It's the final week of the summer term, Challenge Week. I take a party of Year 7 and 8 students for a day's walk on Dartmoor with local naturalist and retired primary head Gordon Waterhouse. We go in search of Tolkien's Ents, and find instead, deep in the woods, the true spirit of teaching.
Gordon appears wearing an enthusiastic grin and a large rucksack with two long plastic poles poking out of the top. He tells us that we are going to have fun, find out about the natural history of Dartmoor and search for the Ents, those wise, moss-covered old trees that live in the ancient woodland.

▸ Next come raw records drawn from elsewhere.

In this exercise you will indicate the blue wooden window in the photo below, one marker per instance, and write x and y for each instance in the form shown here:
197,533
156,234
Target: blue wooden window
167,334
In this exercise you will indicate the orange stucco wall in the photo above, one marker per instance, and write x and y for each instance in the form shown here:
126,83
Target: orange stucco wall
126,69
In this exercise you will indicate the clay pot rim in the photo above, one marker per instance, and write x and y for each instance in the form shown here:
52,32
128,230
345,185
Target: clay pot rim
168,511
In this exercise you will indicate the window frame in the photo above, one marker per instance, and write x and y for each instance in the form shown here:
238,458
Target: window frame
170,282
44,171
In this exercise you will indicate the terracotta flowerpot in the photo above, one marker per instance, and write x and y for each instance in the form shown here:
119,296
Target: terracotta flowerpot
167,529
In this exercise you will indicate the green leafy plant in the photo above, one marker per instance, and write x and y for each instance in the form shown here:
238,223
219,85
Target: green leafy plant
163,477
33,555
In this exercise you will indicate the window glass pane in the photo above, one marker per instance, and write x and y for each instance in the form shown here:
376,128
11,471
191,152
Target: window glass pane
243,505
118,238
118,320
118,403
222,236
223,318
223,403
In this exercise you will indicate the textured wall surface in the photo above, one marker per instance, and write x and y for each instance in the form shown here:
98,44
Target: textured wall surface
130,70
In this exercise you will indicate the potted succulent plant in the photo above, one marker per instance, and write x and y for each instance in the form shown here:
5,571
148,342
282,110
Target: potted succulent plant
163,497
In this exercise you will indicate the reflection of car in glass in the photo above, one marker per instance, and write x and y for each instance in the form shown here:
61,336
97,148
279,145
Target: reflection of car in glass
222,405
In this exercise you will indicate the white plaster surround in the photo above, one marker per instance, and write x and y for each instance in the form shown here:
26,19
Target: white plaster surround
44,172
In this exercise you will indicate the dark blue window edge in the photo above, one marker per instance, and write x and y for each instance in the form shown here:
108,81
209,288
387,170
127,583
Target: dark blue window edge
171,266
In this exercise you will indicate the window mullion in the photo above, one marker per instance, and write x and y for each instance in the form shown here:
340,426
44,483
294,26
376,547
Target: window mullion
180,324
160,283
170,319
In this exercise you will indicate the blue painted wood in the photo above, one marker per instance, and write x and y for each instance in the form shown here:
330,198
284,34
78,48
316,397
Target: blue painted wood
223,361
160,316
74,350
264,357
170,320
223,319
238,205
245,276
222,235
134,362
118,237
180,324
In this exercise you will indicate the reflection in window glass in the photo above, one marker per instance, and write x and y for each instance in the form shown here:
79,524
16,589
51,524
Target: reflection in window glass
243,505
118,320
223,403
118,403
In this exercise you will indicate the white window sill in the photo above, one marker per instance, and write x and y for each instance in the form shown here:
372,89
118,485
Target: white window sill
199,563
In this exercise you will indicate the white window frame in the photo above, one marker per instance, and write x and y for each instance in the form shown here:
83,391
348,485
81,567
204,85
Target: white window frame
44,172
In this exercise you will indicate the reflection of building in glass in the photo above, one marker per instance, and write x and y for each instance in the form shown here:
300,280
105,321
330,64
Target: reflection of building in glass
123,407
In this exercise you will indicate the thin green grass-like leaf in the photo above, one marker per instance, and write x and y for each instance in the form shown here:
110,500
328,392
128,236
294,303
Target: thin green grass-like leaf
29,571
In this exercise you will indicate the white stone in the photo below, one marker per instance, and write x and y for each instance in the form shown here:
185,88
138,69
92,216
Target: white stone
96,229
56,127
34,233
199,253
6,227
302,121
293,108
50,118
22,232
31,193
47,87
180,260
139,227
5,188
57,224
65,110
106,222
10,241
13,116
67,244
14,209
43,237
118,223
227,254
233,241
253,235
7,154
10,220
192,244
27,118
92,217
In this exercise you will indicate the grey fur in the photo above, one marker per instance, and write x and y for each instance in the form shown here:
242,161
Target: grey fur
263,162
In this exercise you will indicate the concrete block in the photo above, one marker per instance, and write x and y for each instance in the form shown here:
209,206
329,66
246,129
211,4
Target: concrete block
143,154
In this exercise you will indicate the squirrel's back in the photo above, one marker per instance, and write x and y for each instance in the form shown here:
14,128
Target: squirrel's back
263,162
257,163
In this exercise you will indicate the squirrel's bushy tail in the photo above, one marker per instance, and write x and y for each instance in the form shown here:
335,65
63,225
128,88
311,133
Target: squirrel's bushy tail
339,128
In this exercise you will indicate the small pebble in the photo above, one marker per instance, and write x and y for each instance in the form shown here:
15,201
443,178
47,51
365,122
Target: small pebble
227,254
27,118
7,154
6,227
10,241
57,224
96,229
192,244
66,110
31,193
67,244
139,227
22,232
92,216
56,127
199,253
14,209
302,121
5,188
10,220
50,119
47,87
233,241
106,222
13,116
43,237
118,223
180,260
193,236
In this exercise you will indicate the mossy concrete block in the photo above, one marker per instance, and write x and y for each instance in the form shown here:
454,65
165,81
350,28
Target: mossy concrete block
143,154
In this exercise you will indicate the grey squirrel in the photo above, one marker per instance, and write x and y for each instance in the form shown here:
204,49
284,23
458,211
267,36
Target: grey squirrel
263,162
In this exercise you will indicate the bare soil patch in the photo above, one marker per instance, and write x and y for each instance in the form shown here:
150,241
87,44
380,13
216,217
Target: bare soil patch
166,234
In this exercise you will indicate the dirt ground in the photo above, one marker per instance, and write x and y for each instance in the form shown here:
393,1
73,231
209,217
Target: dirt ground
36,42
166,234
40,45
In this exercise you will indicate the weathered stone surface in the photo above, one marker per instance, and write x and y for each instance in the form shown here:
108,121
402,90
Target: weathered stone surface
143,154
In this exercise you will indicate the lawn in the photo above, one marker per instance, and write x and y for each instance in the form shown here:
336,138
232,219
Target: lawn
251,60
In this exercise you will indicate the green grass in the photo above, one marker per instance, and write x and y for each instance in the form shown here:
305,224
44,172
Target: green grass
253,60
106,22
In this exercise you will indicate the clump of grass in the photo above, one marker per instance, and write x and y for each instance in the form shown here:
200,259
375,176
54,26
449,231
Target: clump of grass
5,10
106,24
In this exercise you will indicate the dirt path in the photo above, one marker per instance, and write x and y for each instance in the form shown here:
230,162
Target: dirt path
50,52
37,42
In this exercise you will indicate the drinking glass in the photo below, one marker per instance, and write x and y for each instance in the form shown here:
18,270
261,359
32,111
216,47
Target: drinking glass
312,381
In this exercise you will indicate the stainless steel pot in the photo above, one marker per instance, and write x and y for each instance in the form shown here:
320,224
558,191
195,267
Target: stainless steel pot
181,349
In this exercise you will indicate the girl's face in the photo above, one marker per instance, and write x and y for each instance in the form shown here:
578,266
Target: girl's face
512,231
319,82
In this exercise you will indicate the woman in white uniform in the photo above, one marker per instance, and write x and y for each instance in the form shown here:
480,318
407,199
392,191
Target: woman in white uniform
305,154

But first he gives us a crash course in walking on a compass bearing, and appoints two young hobbits to lead the way across the moor to locate a Bronze Age burial chamber.
It's a bare pit, a metre deep, lined with stones. Gordon makes us crouch around it, insisting that we are all in contact with one another. Then he weaves a magic web of words, taking us back to the Bronze Age and the burial of a man here 4,000 years ago. We all sit silently to think about the man around whose grave we are gathered.
Then two new hobbits lead us through the Dead Marshes, where Gordon tells us we will find dead bodies, the life sucked out of them by the deadly plants. He's right. There are tiny flies trapped on the leaves of the sticky bog plants. He gives us a list of other plants to look for. "If there are lots growing, then pick one and keep it. You're more likely to remember it then and respect it. Find a way to remember its name. Roger, this is the most common plant on the moor. Think of the name of the rocky outcrop, a tor. This is tormentil. Now you'll never forget it." Down to the stream for lunch: Tim splashes across.
"No one is to go into the water until I've talked to you about safety," said Gordon. As a punishment, he sends Tim back across the stepping stones and tells him he has to find a completely different route to return - praising him fulsomely when he does.
Two nets appear from Gordon's pack, ready for dipping the water for creatures. Gerald, meanwhile, is due for his Ritalin and is determined to eat his lunch perched precariously up a tree. Gordon stations himself under the branch. "You've got to let them take risks if you want them to learn, haven't you?" he beams, never taking the corner of his eye off Gerald. It's time to find the Ents. Gordon reads from Tolkien: "Two great trees stood there, one on either side, like living gateposts; but there was no gate save their crossing and interwoven branches, and all their leaves quivered and rustled."
We break off from the path and penetrate the ancient, undisturbed woodland.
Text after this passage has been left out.